Cinco norcoreanos son sospechosos de estar implicados en la muerte de Kim Jong-Nam, que habría sido envenenado, y la Policía desea interrogar además a otros tres.

Entre ellos figuran el segundo secretario de la embajada de Corea del Norte en Kuala Lumpur, Hyon Kwang Song, y un empleado de una compañía aérea norcoreana, Kim Uk Il, declaró a la prensa el jefe de la policía nacional, Khalid Abu Bakar.

"Hemos escrito al embajador para obtener la autorización de interrogar a ambos. Esperamos que la embajada norcoreana va a cooperar (...) Si no es así, los obligaremos a acudir a nuestras dependencias", advirtió Khalid.

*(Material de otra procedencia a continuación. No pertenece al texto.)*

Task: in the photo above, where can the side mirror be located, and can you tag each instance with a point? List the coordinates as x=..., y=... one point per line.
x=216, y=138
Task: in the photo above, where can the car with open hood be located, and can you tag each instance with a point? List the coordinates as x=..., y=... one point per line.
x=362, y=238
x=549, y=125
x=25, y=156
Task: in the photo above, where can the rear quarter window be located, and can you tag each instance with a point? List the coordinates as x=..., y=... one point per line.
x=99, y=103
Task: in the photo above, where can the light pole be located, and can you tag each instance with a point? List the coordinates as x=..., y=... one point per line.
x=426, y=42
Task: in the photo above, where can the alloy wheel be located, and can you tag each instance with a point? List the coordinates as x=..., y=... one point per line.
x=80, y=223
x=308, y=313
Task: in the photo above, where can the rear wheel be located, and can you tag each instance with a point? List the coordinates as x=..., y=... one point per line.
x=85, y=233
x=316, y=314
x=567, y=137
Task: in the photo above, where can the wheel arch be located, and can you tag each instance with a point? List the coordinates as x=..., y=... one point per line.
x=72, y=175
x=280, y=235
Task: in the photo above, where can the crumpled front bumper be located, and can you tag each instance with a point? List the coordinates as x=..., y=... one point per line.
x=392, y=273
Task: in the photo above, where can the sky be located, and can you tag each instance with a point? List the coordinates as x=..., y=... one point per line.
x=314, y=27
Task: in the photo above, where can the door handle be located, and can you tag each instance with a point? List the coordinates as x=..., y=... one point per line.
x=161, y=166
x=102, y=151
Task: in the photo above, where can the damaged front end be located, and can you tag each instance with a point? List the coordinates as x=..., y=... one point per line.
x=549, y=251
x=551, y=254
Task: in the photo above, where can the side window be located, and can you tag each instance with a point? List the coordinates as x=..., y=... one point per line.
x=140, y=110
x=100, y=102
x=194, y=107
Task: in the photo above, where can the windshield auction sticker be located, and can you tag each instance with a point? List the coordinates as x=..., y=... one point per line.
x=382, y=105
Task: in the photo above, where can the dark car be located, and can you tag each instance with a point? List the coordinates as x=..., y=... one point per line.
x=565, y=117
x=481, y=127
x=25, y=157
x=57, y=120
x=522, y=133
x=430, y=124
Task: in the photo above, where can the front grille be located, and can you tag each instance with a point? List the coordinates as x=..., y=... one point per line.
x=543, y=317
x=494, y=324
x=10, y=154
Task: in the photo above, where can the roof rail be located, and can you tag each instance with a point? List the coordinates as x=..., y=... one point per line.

Kim Jong-nam, de 45 años, fue atacado el lunes en el aeropuerto de Kuala Lumpur por dos mujeres que supuestamente le rociaron la cara con líquido cuando se disponía a embarcar para Macao. Falleció poco después mientras era trasladado al hospital.

Los cinco sospechosos norcoreanos —cuatro huyeron de Malasia hacia Pyongyang el mismo día— están "muy implicados" en el asesinato, dijo Khalid. El quinto está detenido de forma provisional en Malasia.

Desde el principio de este caso, digno de una novela de espionaje, ha habido una escalada de tensiones en las relaciones bilaterales entre Malasia y Corea del Norte. Por su lado,

Corea del Sur acusó a su vecino del norte y denunció la existencia de una "orden permanente" del dictador Kim Jong-Un para eliminar a su hermanastro, muy crítico con el cerrado régimen comunista de Pyongyang.